The radius of the earth is about $3959\,\mathrm{mi}$, so the earth is rotating at about $$\frac{1}{24\,\mathrm{hours}}\times 2\pi\times 3959 \,\mathrm{mi} \approx 1036\,\mathrm{mph}\,$$ and so someone standing on the equator is moving that fast too. But suppose you're standing on the earth at a latitude to $\theta^{\,\circ}$. How fast are you moving then?
Solution 1:
If you're standing at a latitude of $\theta^{\,\circ}$, then you're rotating on a circle of radius $R\cos(\theta)$, where $R = 3959\,\mathrm{mi}$ is the radius of the earth. This circle still does one revolution in (about!) $24\,\mathrm{hrs}$, so we can calculate the speed from there.
$$
\left(\frac{1}{24 \,\mathrm{hours}}\right) \times 2\pi R\cos\theta \,\mathrm{miles}
\approx 1036\cos\theta \,\mathrm{mph}
$$
So you've just gotta scale the speed at the equator by $\cos\theta$.
Solution 2:
Between two longitudes the arc distance
$$ L= r \Delta \theta$$
When its latitude $=\phi,$ radius $r$, earth's radius $R$
$$ r= R \cos \phi\rightarrow L = R \cos \phi \;\Delta \theta $$
In unit time the circumferential speed ( the others are constant) $$ \dfrac{dL}{dt} = R \cos \phi\; \dfrac{\Delta \theta}{dt}= \omega R \cos \phi $$
where $\omega$ is the earth's angular velocity, $ \omega R$ is circumferential speed $v_{eqtr}$ at equator. So we can write it simply as
$$ v= v_{eqtr} \cos \phi= 1036 \;\cos \phi\; mph,$$
that vanishes at poles, from where you watch the moving world standing, like from a small merry-go-round.
Solution 3:
Let's introduce a Cartesian coordinate system in which the center of the earth resides at origin $(0,0,0)$ and the north pole resides at $(0,0,R_E)$ where $R_E$ is the radius of the earth.
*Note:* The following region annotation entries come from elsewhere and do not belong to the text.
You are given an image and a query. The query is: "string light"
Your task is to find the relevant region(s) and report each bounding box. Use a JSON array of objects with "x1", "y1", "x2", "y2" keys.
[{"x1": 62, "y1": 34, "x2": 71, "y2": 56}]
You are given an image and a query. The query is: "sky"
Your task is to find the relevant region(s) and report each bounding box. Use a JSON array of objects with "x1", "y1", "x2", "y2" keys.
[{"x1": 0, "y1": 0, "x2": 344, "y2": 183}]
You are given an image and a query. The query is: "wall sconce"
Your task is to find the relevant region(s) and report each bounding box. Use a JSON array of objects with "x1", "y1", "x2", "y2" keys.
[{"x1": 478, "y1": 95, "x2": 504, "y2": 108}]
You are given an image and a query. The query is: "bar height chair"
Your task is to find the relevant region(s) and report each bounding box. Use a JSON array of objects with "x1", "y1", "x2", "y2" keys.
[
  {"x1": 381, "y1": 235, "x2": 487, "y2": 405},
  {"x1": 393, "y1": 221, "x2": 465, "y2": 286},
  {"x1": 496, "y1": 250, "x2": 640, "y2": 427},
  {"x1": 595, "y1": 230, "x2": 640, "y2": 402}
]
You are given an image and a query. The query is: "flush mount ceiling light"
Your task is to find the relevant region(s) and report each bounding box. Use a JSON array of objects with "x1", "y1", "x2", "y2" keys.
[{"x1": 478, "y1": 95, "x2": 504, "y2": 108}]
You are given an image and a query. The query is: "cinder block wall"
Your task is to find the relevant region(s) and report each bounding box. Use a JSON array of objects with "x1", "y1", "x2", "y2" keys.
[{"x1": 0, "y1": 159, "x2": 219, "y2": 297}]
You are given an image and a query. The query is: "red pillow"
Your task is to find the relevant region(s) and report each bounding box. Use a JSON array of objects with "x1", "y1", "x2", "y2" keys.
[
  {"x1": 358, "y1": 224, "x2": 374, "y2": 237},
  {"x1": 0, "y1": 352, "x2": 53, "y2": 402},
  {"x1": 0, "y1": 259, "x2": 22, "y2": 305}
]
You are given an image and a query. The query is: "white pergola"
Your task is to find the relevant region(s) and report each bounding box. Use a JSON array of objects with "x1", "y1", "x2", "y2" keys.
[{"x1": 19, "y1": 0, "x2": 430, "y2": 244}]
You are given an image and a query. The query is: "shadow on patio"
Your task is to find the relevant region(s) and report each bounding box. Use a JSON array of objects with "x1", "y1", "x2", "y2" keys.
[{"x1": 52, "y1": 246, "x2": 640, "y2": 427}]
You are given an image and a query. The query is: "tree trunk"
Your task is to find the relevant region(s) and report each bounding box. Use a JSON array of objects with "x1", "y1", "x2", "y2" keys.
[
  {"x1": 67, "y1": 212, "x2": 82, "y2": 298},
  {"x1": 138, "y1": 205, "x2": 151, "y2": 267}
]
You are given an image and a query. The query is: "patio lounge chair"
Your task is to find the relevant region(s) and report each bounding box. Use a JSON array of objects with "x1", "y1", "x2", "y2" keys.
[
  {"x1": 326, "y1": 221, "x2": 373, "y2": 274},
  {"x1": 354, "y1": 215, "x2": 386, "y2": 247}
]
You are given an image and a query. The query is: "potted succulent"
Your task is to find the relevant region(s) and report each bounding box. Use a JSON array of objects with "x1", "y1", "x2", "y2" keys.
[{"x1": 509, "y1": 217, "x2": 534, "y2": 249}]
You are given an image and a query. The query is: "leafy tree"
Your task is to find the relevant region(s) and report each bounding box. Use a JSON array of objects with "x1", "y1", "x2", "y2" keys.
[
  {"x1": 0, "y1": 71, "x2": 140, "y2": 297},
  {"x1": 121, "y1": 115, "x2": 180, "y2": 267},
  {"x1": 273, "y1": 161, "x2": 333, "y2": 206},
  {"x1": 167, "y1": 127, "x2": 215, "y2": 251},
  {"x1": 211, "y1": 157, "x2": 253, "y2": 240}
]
By slightly modifying the conventional definition of the azimuth angle, we determine the trajectory of an object residing at $\theta$ latitude with initial position $\Big<R_E\cos(\theta),0,R_E\sin(\theta)\Big>$ to be modeled by the parametric curve $$\vec{r}_{\theta}(t)=\Big<R_E \cos(\theta)\cos\Big(\frac{2\pi t}{24}\Big),R_E\cos(\theta)\sin\Big(\frac{2\pi t}{24}\Big),R_E\sin(\theta)\Big>$$ Here $t$ is measured in hours. Then $$\|r_{\theta}'(t)\|=\frac{2\pi R_E}{24}\cos(\theta)$$